A second lineage of bnAbs -- binding to a different region of the virus’s outer envelope called the CD4 binding site that has long been a focus of HIV research -- also went through improbable mutations. After the researchers reconstructed this antibody’s history, they developed a second immunogen. Tested in non-human primates, it similarly selected for the necessary mutations, which led to the development of potent CD4 binding-site neutralizing antibodies.
“We have identified the mutations we need, which the immune system won’t easily make, and can select for them in a vaccine that targets that mutation,” Saunders said. “We have shown that we can overcome this major roadblock and can select for the right mutational changes in these bnAb precursors when they are starting to get better and better at neutralizing activity.”
The researchers noted that ongoing studies are needed to identify additional antibodies to target as they identify and build immunogens that would constitute a vaccine.
“Without proper antigen selection it will take multiple decades of vaccination to elicit effective antibodies,” Wiehe said. “We can accelerate this timeline by designing sequential immunogens that select for the required combination of functional antibody mutations.”
Haynes said the research demonstrates the intricacies of eliciting broadly neutralizing antibodies for HIV. And while an HIV vaccine still requires more work, the findings already have broader applications.
“This strategy of selecting specific antibody nucleotides by immunogen design can be applied to other infections for which vaccine development has been difficult,” Haynes said.
Additionally, he said, the insights gained from the HIV research have direct implications for cancer immunotherapies and treatments for autoimmune disorders.
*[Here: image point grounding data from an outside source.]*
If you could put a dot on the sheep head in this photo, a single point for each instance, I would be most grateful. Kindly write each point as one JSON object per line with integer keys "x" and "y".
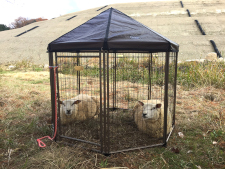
{"x": 150, "y": 111}
{"x": 68, "y": 106}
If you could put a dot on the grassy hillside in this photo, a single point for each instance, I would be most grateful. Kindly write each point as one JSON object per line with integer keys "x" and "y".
{"x": 25, "y": 113}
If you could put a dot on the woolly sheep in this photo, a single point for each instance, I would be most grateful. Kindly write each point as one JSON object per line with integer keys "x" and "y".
{"x": 79, "y": 108}
{"x": 149, "y": 117}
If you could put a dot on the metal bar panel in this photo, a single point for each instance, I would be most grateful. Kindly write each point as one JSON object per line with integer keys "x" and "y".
{"x": 100, "y": 79}
{"x": 58, "y": 95}
{"x": 84, "y": 141}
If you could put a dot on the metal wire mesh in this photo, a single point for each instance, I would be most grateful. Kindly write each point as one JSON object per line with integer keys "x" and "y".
{"x": 118, "y": 81}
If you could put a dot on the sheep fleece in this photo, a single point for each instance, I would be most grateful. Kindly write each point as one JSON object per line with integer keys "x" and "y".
{"x": 153, "y": 128}
{"x": 87, "y": 108}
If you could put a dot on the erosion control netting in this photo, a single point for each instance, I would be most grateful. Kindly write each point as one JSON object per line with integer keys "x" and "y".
{"x": 131, "y": 77}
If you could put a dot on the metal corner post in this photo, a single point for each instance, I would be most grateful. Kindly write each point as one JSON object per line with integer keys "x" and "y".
{"x": 166, "y": 97}
{"x": 52, "y": 88}
{"x": 175, "y": 89}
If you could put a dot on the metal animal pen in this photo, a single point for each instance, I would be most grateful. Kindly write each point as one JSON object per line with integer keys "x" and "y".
{"x": 118, "y": 71}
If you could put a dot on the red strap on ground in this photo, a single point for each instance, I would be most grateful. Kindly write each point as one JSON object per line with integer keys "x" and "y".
{"x": 41, "y": 143}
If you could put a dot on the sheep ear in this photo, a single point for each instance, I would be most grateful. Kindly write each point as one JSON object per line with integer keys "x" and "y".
{"x": 60, "y": 102}
{"x": 141, "y": 103}
{"x": 158, "y": 105}
{"x": 76, "y": 102}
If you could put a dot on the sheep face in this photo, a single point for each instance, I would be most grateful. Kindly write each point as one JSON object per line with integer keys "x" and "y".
{"x": 150, "y": 111}
{"x": 68, "y": 106}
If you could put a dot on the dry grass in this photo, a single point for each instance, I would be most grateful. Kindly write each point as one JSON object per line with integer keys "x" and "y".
{"x": 25, "y": 111}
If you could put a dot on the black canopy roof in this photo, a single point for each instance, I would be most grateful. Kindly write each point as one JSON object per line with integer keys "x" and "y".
{"x": 112, "y": 30}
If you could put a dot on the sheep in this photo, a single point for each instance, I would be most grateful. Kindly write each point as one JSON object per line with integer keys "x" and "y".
{"x": 79, "y": 108}
{"x": 149, "y": 117}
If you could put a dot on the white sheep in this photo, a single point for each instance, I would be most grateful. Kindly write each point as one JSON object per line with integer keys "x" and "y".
{"x": 149, "y": 117}
{"x": 79, "y": 108}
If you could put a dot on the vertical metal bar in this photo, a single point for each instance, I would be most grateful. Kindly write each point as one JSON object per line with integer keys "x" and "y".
{"x": 166, "y": 96}
{"x": 78, "y": 76}
{"x": 175, "y": 88}
{"x": 150, "y": 78}
{"x": 100, "y": 80}
{"x": 58, "y": 94}
{"x": 115, "y": 80}
{"x": 78, "y": 64}
{"x": 104, "y": 115}
{"x": 52, "y": 89}
{"x": 108, "y": 134}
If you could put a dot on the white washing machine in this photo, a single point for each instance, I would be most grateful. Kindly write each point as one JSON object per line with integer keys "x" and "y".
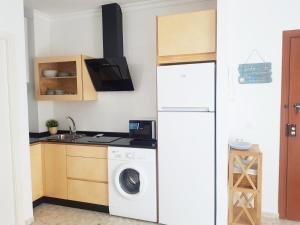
{"x": 132, "y": 183}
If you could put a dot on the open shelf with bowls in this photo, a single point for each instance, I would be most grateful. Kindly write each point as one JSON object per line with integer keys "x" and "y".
{"x": 63, "y": 78}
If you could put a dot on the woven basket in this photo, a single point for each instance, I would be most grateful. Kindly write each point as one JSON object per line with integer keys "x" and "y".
{"x": 244, "y": 183}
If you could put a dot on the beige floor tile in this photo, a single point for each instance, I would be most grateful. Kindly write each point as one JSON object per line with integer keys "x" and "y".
{"x": 47, "y": 214}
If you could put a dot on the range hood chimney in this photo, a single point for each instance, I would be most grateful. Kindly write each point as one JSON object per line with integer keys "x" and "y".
{"x": 111, "y": 72}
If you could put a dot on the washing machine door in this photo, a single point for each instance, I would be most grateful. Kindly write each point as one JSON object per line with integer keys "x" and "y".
{"x": 130, "y": 181}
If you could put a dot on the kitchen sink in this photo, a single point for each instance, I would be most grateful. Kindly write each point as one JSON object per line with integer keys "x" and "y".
{"x": 66, "y": 137}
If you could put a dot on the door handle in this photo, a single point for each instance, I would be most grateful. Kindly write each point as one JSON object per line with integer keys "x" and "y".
{"x": 297, "y": 106}
{"x": 291, "y": 130}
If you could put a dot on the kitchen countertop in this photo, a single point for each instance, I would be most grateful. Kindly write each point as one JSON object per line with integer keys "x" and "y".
{"x": 120, "y": 142}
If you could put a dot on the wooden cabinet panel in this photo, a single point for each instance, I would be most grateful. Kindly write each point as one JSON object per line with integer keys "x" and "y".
{"x": 91, "y": 169}
{"x": 90, "y": 192}
{"x": 55, "y": 171}
{"x": 87, "y": 151}
{"x": 186, "y": 37}
{"x": 36, "y": 158}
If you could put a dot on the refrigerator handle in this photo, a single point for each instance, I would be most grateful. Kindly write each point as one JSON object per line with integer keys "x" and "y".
{"x": 185, "y": 109}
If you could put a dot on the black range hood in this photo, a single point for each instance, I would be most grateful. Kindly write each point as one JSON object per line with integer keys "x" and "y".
{"x": 111, "y": 73}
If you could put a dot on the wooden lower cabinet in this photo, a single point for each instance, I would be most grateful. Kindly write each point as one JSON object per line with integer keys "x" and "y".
{"x": 87, "y": 191}
{"x": 91, "y": 169}
{"x": 72, "y": 172}
{"x": 36, "y": 159}
{"x": 55, "y": 171}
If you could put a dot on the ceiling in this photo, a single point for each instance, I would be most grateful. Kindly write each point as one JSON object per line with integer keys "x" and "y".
{"x": 66, "y": 6}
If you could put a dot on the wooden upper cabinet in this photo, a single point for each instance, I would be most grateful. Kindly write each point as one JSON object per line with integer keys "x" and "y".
{"x": 186, "y": 37}
{"x": 37, "y": 169}
{"x": 55, "y": 171}
{"x": 72, "y": 83}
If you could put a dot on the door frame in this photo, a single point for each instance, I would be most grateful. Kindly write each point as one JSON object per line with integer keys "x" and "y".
{"x": 283, "y": 161}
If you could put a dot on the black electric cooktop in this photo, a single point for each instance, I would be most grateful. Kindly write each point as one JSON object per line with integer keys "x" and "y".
{"x": 102, "y": 140}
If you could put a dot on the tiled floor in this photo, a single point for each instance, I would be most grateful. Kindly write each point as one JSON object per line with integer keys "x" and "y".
{"x": 57, "y": 215}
Both require strategies that precisely turn the immune system on or off without triggering a harmful cascade of unintended consequences.
“We have learned much about the rules of how the B-cell arm of the immune system is controlled and how to manipulate the immune system in a way that it makes the desired type of antibodies,” Haynes said.
In addition to Haynes, Saunders, Wiehe and Acharya, study authors from Duke include David Montefiori, Todd Bradley, S. Munir Alam, Richard Scearce, Laura Sutherland, Rory Henderson, Haiyan Chen, Xiaozhi Lu, Nelson R. Wu, Brian Watts, Chuancang Jiang, David Easterhoff, Amanda Eaton, Jinsong Zhang, Wes Rountree, Laurent Verkoczy, Robert J. Edwards, Derek W. Cain and Mattia Bonsignori.
Along with Alt and Tian, study authors from Boston Children’s Hospital, Harvard Medical School and the Howard Hughes Medical Institute include Hwei-Ling Cheng, Kelly McGovern, Peyton Waddicor and Aimee Williams.
Additional authors include Eden P. Go and Heather R. Desaire from the University of Kansas, Lawrence; Allen Hsu and Mario Borgnia from the National Institute of Environmental Health Sciences; Mark Tomai of the 3M company; and Mark G. Lewis of Bioqual.
The study received funding from the National Institute of Allergy and Infectious Diseases, a part of the National Institutes of Health (R01-AI120801, UM1-AI100645, UM1-AI144371, R01-AI125093), and from the Duke Translational Health Initiative.